"The very fact of my having already had so many obligations to you makes me resolved not to add to their number," she replies, stiffly, with an effort to look dignified, which her laughing, débonnaire, seductive style of beauty renders peculiarly unsuccessful.

"If you can suggest any better plan, I shall be delighted to assist you in carrying it out," rejoins he, smothering a smile.

"I'll jump!" she says, desperately, eyeing meanwhile the hurrying stream and space between bank and bank with calculating look.

"You cannot," he cries, hastily; "you'll get a ducking as sure as I stand here. Don't be so silly!"

The word "silly" acts as a whip and spur to Essie's flagging courage. She retreats a few yards from the edge, in order to get a little run to give her a better spring.

"As headstrong as an allegory on the banks of the Nile!" remarks Gerard, resignedly, quoting Mrs. Malaprop and folding his arms.

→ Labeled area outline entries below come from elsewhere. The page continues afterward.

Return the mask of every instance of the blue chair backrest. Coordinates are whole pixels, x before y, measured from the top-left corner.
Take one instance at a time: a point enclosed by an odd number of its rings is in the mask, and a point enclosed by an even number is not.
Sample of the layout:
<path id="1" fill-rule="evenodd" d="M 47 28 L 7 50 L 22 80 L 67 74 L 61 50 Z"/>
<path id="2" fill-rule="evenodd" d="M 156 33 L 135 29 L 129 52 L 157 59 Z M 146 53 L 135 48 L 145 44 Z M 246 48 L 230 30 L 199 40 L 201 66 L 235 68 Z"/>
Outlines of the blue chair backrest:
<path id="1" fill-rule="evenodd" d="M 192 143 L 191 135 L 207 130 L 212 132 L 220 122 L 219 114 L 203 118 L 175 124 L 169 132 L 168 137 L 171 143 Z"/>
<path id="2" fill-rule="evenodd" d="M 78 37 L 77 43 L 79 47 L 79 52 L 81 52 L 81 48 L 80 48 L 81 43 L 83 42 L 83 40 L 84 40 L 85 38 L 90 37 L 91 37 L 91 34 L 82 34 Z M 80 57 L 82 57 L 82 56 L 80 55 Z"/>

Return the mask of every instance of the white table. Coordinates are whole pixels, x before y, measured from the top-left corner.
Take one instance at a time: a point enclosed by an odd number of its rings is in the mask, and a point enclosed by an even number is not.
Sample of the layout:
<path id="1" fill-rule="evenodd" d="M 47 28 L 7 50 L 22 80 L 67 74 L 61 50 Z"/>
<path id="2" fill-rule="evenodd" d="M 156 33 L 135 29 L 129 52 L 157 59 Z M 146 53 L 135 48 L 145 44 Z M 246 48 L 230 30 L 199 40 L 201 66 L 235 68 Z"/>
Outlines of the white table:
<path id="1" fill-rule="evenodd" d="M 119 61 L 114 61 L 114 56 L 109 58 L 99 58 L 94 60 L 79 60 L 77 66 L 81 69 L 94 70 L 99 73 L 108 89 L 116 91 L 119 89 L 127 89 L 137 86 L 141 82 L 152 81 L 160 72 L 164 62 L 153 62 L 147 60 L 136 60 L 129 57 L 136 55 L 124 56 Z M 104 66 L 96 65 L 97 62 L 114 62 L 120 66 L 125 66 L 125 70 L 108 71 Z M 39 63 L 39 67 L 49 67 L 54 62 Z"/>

Neither the preparatory run, nor the tremendous bound she takes, avail to save Miss Craven from the fate which her obstinacy and the comparative shortness of her legs render unavoidable. She jumps short, and falls forward on the wet bank; her lavender kid gloves digging convulsively into it, and her legs disporting themselves fish-like in the brook.

He is at her side in an instant, raises gently and lifts her on to the grass, unmindful of the pollution caused to his coat by the muddy contact.

"What a fool I was!" she cries, passionately, sinking down among a grove of huge burdock leaves, smothered in shame and angry blushes.

St. John thinks it rude to disagree with her, so holds his peace.